NHKスペシャル「疫病退散 千三百年の祈り~お水取り・東大寺修二会~」を観た。
奈良時代から1270年間途絶えることなく行われている宗教行事。一般には「お水取り」の大きな松明がいくつも火の粉を振りまくあのお祭り、くらいの認識だった。
しかし、この番組を観て多くの事を知った。戦国時代の焼き討ちにもB29の爆撃の恐怖にも途絶えることなく、遠い昔から連綿と続いている仏事。シルクロードを経て日本に伝わったそれは原始の祈りにも見えた。

科学が進歩した21世紀では、その祈りでウィルスが減滅することがないのは周知の事実。祈りとか宗教は集団心理・社会的に影響があるかも知れないが、感染者の病状回復や病床使用率の改善になんの効力もない。
言っちゃえば、屁のつっぱりにもならない。
医療従事者へ感謝の気持ちを表すため、ブルーインパルスを編隊飛行させたのとどこか似ている。

それでも、人は祈らずにはいられないし、ありがとうを伝えたい存在らしい。
お堂の中で床に全身を打ちつける五体投地、不眠でお経を唱え苦行を自らに課す僧たち。
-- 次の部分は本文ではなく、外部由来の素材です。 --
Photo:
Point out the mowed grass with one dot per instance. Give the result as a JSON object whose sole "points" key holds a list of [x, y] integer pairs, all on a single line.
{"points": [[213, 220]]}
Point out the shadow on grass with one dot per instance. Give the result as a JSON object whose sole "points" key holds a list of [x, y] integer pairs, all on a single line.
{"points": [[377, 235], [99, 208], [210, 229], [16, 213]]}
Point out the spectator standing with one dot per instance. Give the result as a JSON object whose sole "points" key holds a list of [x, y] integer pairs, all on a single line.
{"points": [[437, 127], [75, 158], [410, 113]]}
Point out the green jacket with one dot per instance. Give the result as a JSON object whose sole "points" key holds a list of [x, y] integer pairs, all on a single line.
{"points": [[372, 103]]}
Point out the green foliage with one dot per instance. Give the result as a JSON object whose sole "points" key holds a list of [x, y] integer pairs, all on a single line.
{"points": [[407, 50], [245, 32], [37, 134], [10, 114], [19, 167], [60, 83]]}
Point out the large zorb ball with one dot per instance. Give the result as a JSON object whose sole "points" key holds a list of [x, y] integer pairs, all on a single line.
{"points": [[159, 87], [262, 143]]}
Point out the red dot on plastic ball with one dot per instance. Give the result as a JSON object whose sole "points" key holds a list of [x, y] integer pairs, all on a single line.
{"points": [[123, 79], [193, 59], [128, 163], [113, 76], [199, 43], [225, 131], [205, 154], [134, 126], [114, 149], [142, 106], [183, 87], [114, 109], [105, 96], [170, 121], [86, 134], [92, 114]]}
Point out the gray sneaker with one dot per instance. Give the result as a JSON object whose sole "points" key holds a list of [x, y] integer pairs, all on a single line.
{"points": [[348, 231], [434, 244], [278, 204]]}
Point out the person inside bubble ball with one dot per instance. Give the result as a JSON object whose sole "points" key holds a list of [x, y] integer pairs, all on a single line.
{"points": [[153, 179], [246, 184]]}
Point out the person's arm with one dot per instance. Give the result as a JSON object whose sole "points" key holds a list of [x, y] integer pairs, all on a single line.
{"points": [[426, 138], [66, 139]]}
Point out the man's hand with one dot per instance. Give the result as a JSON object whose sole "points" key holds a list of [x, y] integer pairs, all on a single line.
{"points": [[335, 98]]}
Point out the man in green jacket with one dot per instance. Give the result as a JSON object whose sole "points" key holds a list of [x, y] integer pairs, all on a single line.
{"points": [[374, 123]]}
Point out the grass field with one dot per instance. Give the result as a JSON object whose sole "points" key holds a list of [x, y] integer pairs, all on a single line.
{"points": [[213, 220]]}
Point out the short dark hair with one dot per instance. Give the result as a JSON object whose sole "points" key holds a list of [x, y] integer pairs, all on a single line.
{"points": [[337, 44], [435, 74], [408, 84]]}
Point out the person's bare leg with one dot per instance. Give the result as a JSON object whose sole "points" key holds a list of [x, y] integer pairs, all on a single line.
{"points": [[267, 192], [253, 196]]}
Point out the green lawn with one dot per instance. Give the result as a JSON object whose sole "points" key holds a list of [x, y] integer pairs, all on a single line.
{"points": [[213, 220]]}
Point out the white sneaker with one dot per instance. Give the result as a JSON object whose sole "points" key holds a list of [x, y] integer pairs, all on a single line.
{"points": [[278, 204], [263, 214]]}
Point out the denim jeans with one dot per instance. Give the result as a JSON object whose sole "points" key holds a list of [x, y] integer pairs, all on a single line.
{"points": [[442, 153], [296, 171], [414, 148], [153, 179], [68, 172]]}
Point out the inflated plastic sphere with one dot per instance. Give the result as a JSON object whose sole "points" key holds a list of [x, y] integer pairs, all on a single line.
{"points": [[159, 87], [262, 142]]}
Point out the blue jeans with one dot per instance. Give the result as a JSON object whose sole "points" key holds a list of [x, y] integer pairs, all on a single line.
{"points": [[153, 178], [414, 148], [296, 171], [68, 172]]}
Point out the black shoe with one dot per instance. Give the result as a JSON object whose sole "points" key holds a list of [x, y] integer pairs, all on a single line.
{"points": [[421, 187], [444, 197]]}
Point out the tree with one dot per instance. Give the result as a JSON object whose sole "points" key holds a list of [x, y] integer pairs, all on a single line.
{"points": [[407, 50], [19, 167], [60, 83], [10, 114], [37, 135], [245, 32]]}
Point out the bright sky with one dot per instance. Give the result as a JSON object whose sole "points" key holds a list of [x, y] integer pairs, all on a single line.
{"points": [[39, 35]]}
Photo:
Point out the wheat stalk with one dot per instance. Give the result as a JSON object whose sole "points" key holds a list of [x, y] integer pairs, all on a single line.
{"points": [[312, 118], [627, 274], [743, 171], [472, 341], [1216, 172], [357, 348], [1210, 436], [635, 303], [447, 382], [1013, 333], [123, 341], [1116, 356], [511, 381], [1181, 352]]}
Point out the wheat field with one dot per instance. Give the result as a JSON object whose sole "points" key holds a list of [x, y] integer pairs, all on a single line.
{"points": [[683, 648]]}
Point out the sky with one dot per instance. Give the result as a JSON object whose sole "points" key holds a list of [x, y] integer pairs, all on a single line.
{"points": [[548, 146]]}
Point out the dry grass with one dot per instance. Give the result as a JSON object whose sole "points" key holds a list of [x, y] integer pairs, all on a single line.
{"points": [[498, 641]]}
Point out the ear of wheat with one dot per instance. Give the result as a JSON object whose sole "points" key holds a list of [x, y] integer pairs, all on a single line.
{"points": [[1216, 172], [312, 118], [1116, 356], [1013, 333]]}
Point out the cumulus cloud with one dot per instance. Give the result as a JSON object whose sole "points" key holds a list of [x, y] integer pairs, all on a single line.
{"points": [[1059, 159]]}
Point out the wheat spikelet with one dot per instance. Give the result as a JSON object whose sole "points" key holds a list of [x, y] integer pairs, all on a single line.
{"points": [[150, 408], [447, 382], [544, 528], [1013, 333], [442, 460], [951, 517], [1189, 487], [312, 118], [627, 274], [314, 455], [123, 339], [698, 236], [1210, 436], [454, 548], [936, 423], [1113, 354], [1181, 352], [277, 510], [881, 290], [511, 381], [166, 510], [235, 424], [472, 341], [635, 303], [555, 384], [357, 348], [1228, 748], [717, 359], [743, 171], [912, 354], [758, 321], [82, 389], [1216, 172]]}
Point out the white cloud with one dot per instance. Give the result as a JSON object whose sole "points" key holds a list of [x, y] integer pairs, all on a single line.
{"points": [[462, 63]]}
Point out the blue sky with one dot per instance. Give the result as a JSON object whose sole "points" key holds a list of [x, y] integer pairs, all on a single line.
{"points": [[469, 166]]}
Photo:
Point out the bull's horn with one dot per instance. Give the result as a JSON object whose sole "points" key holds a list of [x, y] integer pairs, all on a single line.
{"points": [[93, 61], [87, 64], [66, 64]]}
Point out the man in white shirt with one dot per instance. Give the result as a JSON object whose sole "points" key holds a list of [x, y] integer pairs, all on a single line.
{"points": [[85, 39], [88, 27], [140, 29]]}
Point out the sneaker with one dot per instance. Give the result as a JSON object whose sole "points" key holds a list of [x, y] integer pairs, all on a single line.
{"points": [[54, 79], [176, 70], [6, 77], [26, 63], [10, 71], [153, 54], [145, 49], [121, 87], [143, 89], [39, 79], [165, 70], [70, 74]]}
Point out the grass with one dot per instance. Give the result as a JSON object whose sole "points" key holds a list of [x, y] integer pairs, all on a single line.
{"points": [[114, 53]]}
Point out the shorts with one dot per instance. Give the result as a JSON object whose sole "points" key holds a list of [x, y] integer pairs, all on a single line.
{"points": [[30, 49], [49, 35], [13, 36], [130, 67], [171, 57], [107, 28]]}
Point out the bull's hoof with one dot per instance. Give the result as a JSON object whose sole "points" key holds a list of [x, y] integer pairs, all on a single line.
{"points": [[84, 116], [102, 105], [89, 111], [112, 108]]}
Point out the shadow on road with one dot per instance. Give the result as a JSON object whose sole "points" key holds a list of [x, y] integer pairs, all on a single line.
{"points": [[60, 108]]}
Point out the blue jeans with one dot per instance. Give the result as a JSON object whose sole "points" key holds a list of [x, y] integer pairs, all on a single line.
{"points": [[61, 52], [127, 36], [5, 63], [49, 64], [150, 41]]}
世の中のため、祈らずにいられない人たちがいる。
機体を接近させ高速で飛ぶパイロットたち。医療の最前線で頑張っている人へ感謝と励ましの気持ちを表す人たちがいる。

誰かのために祈りや思いを形にする行為を前に、人はそれに呼応する。
一緒に祈りを捧げる者、手を合わせる者、喝采をおくる者。
それぞれのやり方で思いを形にする。
つまり、思いは共鳴するんじゃないか?
コロナ禍という人類共通の災厄を前に、微力でも力になりたい。そんな思いが具現化した時、思いは人々の間で伝播する。思いでウイルスが撃退できないのは分かっていながら、それでも思いを形にすることで連帯を確認する。

連帯は時に社会規範として機能する。
今なら外出自粛や飲み会自粛だろうか。ニッポンでは罰則はないものの、不要不急の外出自粛という社会規範(ルール)が人流、人と人の接触を抑制し、結果として感染を抑え込むのは繰り返し喚起されている。

今もう一度必要なのは、人の思いを形にした連帯かも知れない。